By this time, the so-called plot had fallen to pieces. In blind fury, Saward deliberately made sure the characters and actions went in total tangents whenever JST introduced a new 'blast from the past'. By this time, the first five Doctors and a hoard of companions had returned, along with Dustbins, Cybermen, Ice Cream Venders and Snotarans. JST was running out of old characters to drop in the plot, and after suggesting that the entire situation had been masterminded by the Mara (an ancient origami demon the Fifth Doctor had courted in Kinda and Snakedate at the behest of the Time Lords), he started to invent new and ridiculous characters to drop into the narrative. He thus came up with the manipulative anarchist Seventh Doctor and his explosive companion Ace; the half-Paddington Bear half-Lord Byron Eighth Doctor and his oversexed girlfriend Charley Pollard; and wild bronko Ninth Doctor and his tobacco-chewing sidekick Rose Tyler. These ideas were so utterly ludicrous, so monumentally crap, that when they were ultimately used as real parts of the canon, no one thought twice about a connection with the appalling chaos occurring in this Auton story.

With the costs of the serial now out of control, production of YFAHTDFI abandoned studio and was being filmed in London's China Town. JST decided that, rather than hire the likes of Tom Baker and Jon Pertwee to reprise their roles, the returning characters would be played by anyone who could speak English – age, height, appearance and even gender went out of the window, leading to a deaf, blind old woman playing Adric and an albino bodybuilder as Charley Pollard. The plus side was that the saved money allowed washing to be strategically placed so as to mask any of the more familiar everyday objects.

Unfortunately, no one was sure what counted as unfamiliar in both Hong Kong AND Singapore, and in any case there wasn't enough washing to conceal the lampposts, street signs, or the great British public.
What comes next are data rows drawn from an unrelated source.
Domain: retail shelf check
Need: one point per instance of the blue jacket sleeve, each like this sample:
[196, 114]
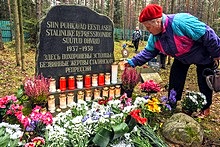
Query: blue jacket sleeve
[143, 57]
[212, 42]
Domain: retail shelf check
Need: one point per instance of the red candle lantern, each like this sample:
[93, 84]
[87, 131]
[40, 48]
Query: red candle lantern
[71, 83]
[62, 83]
[101, 79]
[87, 81]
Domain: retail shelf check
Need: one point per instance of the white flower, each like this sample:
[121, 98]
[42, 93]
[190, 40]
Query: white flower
[77, 119]
[128, 109]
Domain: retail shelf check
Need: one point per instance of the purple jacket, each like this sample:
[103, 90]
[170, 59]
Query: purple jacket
[183, 37]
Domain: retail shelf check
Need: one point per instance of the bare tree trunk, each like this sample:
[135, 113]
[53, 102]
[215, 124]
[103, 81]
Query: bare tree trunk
[1, 41]
[38, 9]
[172, 11]
[21, 33]
[17, 32]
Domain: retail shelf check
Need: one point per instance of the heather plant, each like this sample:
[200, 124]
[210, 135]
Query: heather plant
[37, 89]
[130, 78]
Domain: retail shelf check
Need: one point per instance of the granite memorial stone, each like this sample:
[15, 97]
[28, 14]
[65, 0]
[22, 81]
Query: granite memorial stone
[74, 40]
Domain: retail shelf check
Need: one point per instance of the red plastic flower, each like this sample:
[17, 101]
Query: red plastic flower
[136, 115]
[150, 86]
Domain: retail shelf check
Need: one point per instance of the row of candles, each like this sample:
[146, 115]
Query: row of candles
[66, 100]
[86, 81]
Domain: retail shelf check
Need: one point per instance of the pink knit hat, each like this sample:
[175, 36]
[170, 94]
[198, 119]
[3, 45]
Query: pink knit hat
[150, 12]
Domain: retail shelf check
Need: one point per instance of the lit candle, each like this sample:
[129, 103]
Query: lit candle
[71, 83]
[117, 91]
[112, 91]
[94, 80]
[105, 92]
[52, 85]
[114, 73]
[70, 99]
[96, 94]
[87, 81]
[62, 101]
[79, 81]
[107, 79]
[101, 79]
[88, 96]
[121, 64]
[80, 95]
[51, 103]
[62, 83]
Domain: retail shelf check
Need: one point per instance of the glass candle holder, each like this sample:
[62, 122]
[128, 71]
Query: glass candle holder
[117, 91]
[80, 95]
[71, 83]
[112, 91]
[51, 103]
[79, 81]
[101, 79]
[62, 83]
[121, 64]
[70, 99]
[107, 79]
[88, 96]
[87, 81]
[62, 101]
[105, 92]
[52, 87]
[96, 94]
[94, 80]
[114, 73]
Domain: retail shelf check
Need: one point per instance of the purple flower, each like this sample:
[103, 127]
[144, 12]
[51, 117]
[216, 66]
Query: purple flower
[85, 118]
[172, 98]
[32, 126]
[168, 106]
[164, 99]
[147, 97]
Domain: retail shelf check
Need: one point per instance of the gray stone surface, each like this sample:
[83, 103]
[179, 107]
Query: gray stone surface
[183, 130]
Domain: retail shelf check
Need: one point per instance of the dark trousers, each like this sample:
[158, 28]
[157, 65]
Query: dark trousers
[162, 60]
[136, 44]
[178, 75]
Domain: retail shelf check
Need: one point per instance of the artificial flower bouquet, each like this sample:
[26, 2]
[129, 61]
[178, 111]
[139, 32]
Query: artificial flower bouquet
[37, 89]
[130, 78]
[193, 102]
[5, 103]
[150, 86]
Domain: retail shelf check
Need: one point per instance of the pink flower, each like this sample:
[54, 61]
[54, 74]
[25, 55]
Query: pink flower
[37, 88]
[30, 144]
[38, 140]
[150, 86]
[130, 78]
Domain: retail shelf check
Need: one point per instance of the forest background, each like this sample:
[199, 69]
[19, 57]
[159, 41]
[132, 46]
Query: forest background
[24, 16]
[17, 58]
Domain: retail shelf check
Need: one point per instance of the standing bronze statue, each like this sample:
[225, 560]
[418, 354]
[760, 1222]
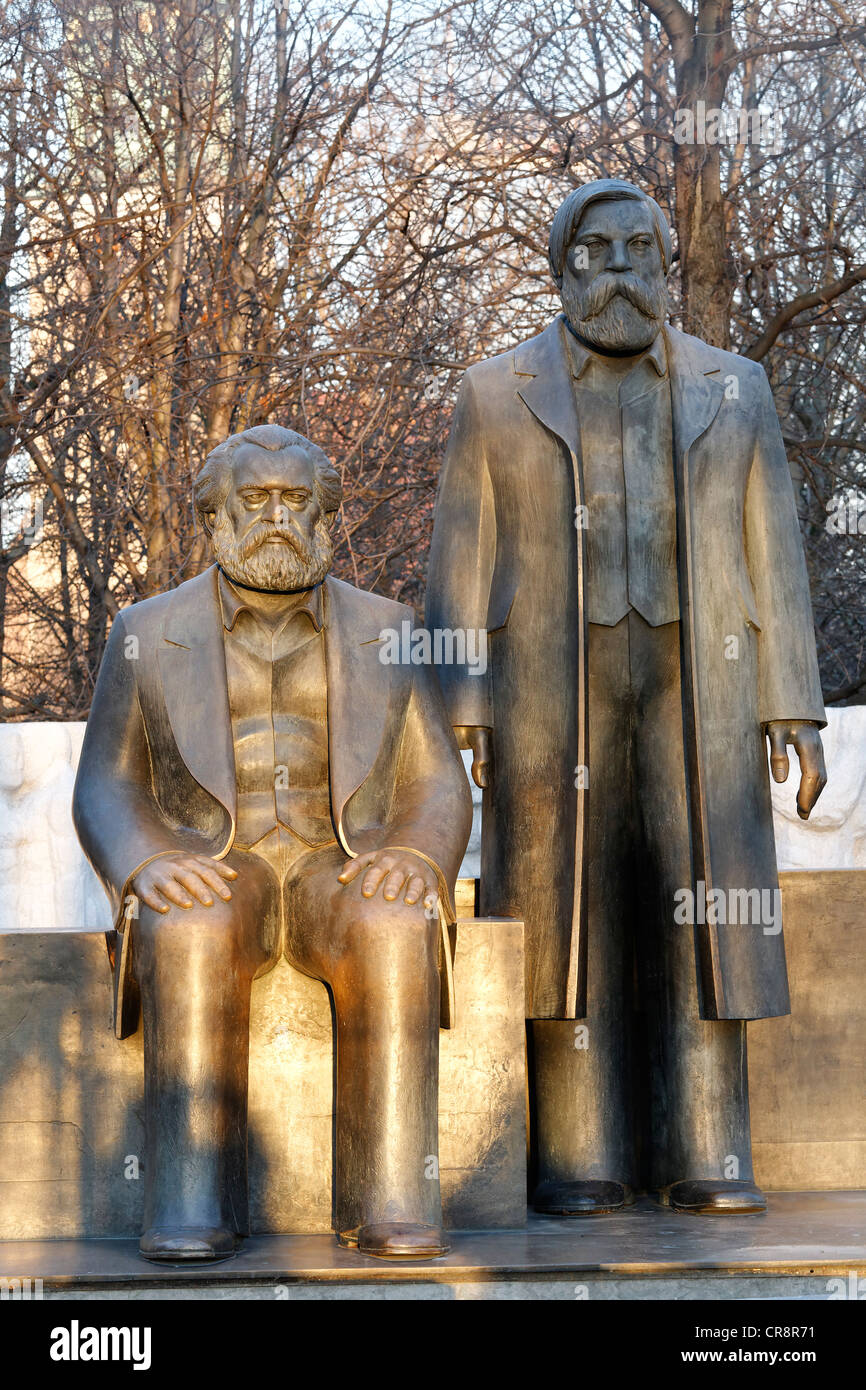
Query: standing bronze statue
[616, 509]
[256, 780]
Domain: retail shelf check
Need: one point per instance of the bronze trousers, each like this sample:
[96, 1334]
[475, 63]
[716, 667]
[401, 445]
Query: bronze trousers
[642, 1090]
[195, 969]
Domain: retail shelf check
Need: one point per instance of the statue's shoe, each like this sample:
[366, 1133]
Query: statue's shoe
[588, 1197]
[181, 1243]
[715, 1197]
[398, 1240]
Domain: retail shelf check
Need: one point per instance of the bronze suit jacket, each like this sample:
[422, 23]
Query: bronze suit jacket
[157, 773]
[506, 556]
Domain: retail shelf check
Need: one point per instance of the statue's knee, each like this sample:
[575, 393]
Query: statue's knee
[214, 927]
[396, 926]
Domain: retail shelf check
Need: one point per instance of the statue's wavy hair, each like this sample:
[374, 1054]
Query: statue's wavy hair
[601, 191]
[213, 484]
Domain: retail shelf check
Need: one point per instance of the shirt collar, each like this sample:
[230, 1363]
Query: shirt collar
[583, 356]
[237, 599]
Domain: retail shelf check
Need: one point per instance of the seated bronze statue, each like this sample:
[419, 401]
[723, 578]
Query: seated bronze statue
[256, 780]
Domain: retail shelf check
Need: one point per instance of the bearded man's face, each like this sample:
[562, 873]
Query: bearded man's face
[271, 533]
[613, 289]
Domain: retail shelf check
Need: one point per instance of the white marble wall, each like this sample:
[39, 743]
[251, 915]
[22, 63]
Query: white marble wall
[46, 883]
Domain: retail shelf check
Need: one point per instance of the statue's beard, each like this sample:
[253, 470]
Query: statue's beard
[271, 567]
[617, 312]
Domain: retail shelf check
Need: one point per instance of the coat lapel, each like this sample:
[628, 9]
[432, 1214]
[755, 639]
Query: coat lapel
[357, 691]
[548, 389]
[192, 667]
[697, 388]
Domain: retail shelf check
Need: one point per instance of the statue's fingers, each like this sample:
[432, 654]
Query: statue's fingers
[373, 879]
[811, 787]
[779, 755]
[195, 886]
[416, 890]
[152, 900]
[174, 893]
What's more, a subplot where the Doctor tried to get the Rani to change her ways by forcing her to meet her younger self (Jo Grant) was scuppered when Saward refused to allow Katy Manning two roles, as this would increase her pay a full six times above his own salary. Thus, with a black midget hermaphrodite playing Jo, the scene became even more confusing and embarrassing – especially when "Jo's" Tourette's Syndrome used up valuable screen time.

Finally, the police arrested the entire cast and crew again and the rest of the budget was wasted bailing JST out of the cells. The story was thus, unfinished and probably never would be. Saward immediately went off to get wasted while Holmes began frothing loudly at the mouth.

JST had the first inklings that YFAHTDFI would not be the best story of the season, despite the fact is was "written" by a well-liked author, featured the return of some old enemies. He thus decided to scrap the yellow fever plot line (which had yet to be filmed) and change the title to The Something of the Autons. When he asked Holmes for a suitable noun, he got the reply:

"I *will* have my REVENGE!!"

Thus, the story was finally named. Ironically, Revenge of the Autons would be the most well received of the season, as few of the fans would admit that the story was a completely baffling fanwank romp and so they applauded it. Those that actually comprehended it instantly abandoned Doctor Who and started watching The A Team instead.